Going to the source: Students study how much methane comes from streams
Methane—a powerful greenhouse gas that warms the planet by acting like a molecular blanket—seeps into the atmosphere from freshwater rivers and streams. This summer, a Furman research team wants to know how methane ended up in the streams around the university in the first place.

Max Ferrier ’25 takes water samples from local streams to measure methane levels. Photo by Nathan Gray, Furman University.
Max Ferrier ’25 and Christian Anderson ’26, both in the Department of Earth, Environmental, and Sustainability Sciences, are working with Brannon Andersen, Ph.D, the Rose J. Forgione Professor in that department, to determine if groundwater could be the source.
The team is analyzing samples taken from wells installed in Little Creek, which flows through the forest behind Daniel Chapel. They want to know if the groundwater contains higher concentrations of methane than the Reedy River that it flows into.
“If the groundwater has higher methane than the streams and it’s discharging into the stream, then groundwater can be a source of methane to the streams here,” said Andersen.
For more than 25 years, Andersen has studied how human transformation of landscape affects carbon and nitrogen cycling in rivers, streams, wetland and soils. He turned his attention to methane in recent years as external scientific reports increasingly pointed to rivers as contributors to its release into the atmosphere.
Andersen began to monitor methane in previous undergraduate research projects that discovered high concentrations in rivers in the South Carolina Piedmont region. Methane enters the atmosphere when it becomes overpressured in a river, similar to the way that bubbles leave a can of soda that has been popped open, he said.
“We’ve known for a long time that landfills, cattle, rice paddies and oil and gas wells are producers of methane, but rivers have been vastly understudied as a natural source of methane,” he said.
Methane is the second-most abundant greenhouse gas after carbon dioxide, accounting for about 16 percent of global emissions, but is 28 times as potent as carbon dioxide at trapping heat, according to the U.S. Environmental Protection Agency. Concentrations of methane in the atmosphere have more than doubled in the last two centuries, according to the agency.
In the South Carolina Piedmont region, Andersen is working to compare methane concentrations in rivers at different altitudes and in both rural and urban areas to better understand origin of and controls over methane in a temperate river system.

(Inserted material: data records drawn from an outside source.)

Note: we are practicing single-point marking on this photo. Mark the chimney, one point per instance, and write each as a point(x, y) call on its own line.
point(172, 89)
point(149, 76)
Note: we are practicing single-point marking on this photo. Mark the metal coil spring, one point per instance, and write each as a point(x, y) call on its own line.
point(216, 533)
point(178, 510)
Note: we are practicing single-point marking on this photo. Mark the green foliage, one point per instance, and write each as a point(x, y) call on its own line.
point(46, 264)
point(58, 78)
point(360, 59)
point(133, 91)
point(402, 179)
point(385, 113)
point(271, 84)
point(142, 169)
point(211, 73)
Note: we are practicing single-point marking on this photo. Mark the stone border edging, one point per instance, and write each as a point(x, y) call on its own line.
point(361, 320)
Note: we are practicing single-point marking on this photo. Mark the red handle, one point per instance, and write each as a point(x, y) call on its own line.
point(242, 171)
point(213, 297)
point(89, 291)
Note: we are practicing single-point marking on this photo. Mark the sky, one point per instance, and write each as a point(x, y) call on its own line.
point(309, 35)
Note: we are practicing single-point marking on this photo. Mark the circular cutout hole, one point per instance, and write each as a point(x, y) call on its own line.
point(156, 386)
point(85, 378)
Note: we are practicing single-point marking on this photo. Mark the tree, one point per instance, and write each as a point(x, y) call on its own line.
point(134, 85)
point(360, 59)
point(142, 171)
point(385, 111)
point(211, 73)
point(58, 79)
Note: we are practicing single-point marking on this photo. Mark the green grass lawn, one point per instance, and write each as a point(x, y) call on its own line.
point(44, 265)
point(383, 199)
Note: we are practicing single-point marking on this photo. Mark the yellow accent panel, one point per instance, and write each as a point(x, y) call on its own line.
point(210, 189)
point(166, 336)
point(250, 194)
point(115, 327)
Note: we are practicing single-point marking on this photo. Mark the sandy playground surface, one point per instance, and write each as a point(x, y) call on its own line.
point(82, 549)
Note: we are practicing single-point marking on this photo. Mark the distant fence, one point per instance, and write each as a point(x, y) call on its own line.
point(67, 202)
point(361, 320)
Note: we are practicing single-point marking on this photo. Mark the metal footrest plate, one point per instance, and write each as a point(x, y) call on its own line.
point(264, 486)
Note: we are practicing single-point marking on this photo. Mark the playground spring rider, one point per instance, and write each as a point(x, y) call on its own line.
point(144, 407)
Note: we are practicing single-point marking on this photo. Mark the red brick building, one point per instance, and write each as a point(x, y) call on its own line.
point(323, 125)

“Since the methane is natural, this is not a situation where mitigation strategies can lower methane oversaturation,” he said. “The larger goal is to better understand the magnitude of methane emissions from rivers (which currently has large uncertainty), along with the origin of that methane.”
In 2017, he and his team built an instrument for quantitative methane analysis using a 1983 Hewlett Packard machine discarded by the chemistry department. Ferrier and Anderson are using the instrument to analyze samples this summer and will present their findings at a professional conference next spring, said Andersen.
“This research is important because methane emissions are increasing worldwide, and it is a potent greenhouse gas,” said Ferrier. “Streams and rivers are large sources of these emissions, with not much knowledge out there about the specific sources of methane within streams.”
Ferrier said that his undergraduate research thesis will be focused on the methane work, and that he could see himself working on similar types of sustainability issues throughout his career.
Anderson said that the summer research project has helped him to learn “how to think critically about the results that I am getting and apply new knowledge to previous knowledge. I am interested in pursuing a career in environmental science, so doing research with the department allows me to better understand what a career in this field would entail.”